Being only recently diagnosed, I'm still learning how to do that. In fact finding that balance is one of the major things my therapist and I are working on now; trying to work out, as JohnJaksich put it, the "common courtesy & knowing when to stay out of trouble" that non-Aspergers-sufferers seem to figure out instinctively.

Solfe
2011-Sep-17, 08:14 PM
I know a few children who have Aspergers. They tend to be generally well-behaved; any rudeness tends to be of the exuberant "I-am-speaking-right-over-you" or "I-just-can-stop-right-now" type, not name calling. Any time I have seen name calling, there is always a second or third child involved and they are playing up their side. I can't help but make the observation that sometimes children with Aspergers are off-kilter, but not really meaner than any other child. Does Aspergers actual cause "bad" behavior?

HenrikOlsen
2011-Sep-17, 11:10 PM
From my experience, which is only with adults who have Aspergers, they tend to be a bit concerned about accidentally causing offense because they know that they can do so unintentionally. Never met one with a mean streak.

Kadava
2011-Sep-18, 01:31 AM
Mean streak and Asperger's aren't related conditions. You can have none, one or both. As stated by many in the thread, Aspies without a mean streak are likely to be trying harder to avoid offending, and when they do it is not only inadvertant but also hugely embarrassing. (I am an Aspie myself, and can be totally crushed by even a mild rebuke.)

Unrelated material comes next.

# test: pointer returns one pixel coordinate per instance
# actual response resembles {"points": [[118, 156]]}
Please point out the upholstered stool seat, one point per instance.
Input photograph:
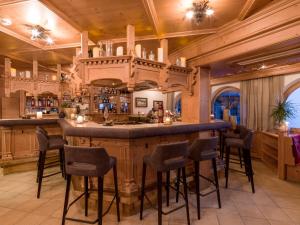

That said, an Aspie with a cruel streak could potentially be worse than your usual bully, due to the tendency to fixate on things. (In this case causing grief and pain to random people.)

HenrikOlsen
2011-Sep-18, 02:09 AM
Main thing to note is that his Asperger's is neither excuse nor explanation for that guy's actions. Using it as defense may work but it's still a Chewbacca defense.

Gillianren
2011-Sep-18, 05:24 AM
It's also worth noting that the Twinkie defense (which is oversimplified in the public imagination) was almost certainly a relatively minor factor in the outcome of the trial. And after all, the guy was found guilty. Just of a lesser offense. It's also worth noting that he claimed consuming too much junk food (not just Twinkies) exacerbated the very condition I myself have. And I'm not buying it. The pattern of behaviour doesn't fit the illness.

HenrikOlsen
2011-Sep-18, 06:05 AM
Wasn't the claim in that trial that the shift from health food to Twinkies was a symptom of his depression, i.e. self-medication to get the sugar rush to temporarily lift the depression or something like that, rather than a cause as the popular depiction apparently has it?
So it was used as evidence for the depression, not as an excuse or explanation.

Gillianren
2011-Sep-18, 04:51 PM
It was a symptom that exacerbated the condition. Because he was just sitting around, eating junk food--he'd never really eaten health food per se, just not as much junk food--he trapped himself in a vicious cycle that ended with sneaking into the San Francisco City Hall and shooting two people.